Does It Taste As Good As It XMLs?

Dante Lorenso
In the last few years, XML has received great media attention, and most languages support the parsing and extraction of data from XML documents. Besides being a great three-letter anacronym to sprinkle on your resumé, XML is actually a useful data storage structure for PHP programmers.
Before you begin to use XML, you must first determine if your project really needs what XML offers. There are alternative data storage formats like fixed-width column files, tab-delimited files, CSV files, and database tables, but these formats typically can only manage a simple grid of rows and columns of data. XML provides several additional benefits for programmers including:
...but you already know that. What you want to do is use XML data inside your sparkling new web application.
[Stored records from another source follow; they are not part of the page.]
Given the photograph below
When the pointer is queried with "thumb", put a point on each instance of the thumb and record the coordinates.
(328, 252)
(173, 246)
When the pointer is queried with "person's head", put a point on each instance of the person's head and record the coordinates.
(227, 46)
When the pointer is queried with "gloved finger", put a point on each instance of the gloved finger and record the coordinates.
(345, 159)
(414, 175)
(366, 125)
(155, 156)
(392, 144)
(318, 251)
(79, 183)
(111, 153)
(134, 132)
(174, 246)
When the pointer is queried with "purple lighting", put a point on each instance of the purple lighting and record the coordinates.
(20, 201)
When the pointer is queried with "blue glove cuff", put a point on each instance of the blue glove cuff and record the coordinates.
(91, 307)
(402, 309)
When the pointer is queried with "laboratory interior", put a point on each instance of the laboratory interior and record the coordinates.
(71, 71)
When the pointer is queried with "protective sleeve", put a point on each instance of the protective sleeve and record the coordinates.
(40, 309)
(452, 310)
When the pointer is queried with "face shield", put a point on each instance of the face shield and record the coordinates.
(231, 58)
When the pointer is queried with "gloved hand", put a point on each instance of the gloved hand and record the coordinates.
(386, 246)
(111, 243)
We'll explore one simple way to do this in the remainder of this article.

A Look At The XML File Structure

XML files are designed to be validated against a DTD and store data in a format similar to something you'd see in an HTML document. All tags are just made up on the fly (as defined by a DTD) and can represent a tree structure. Here is an example of some XML:

    <?xml version="1.0" encoding="UTF-8"?>
    <!-- This is just a comment, ignore it -->
    <drive desc="Letters and Numbers Harddrive">
        <folder name="folder01">
            <file name="a.txt"/>
            <file name="b.txt"></file>
        </folder>
        <folder name="folder02">
            <file name="c.txt"/>
            <file name="d.txt" owner="bob">
            This is a comment about file d.
            We like comments.</file>
        </folder>
    </drive>
Now, if you look at this document, you'll notice that there exists one <drive> tag with two folder tags inside it. Also, each folder tag contains two file tags within them. This file creates a tree-like structure of data. Now, we would like to access this data from within PHP. There are many ways to get to this data from within PHP including:
The manual option is not our most robust solution, and the DOM support in PHP is still experimental. So, I've chosen to use the SAX parser route. However, unlike similar other solutions, I'd like to write an object in PHP that parses this XML document into a PHP data structure so that I can access the data like any other PHP data instead of having to write a custom parser each time I use XML in an application.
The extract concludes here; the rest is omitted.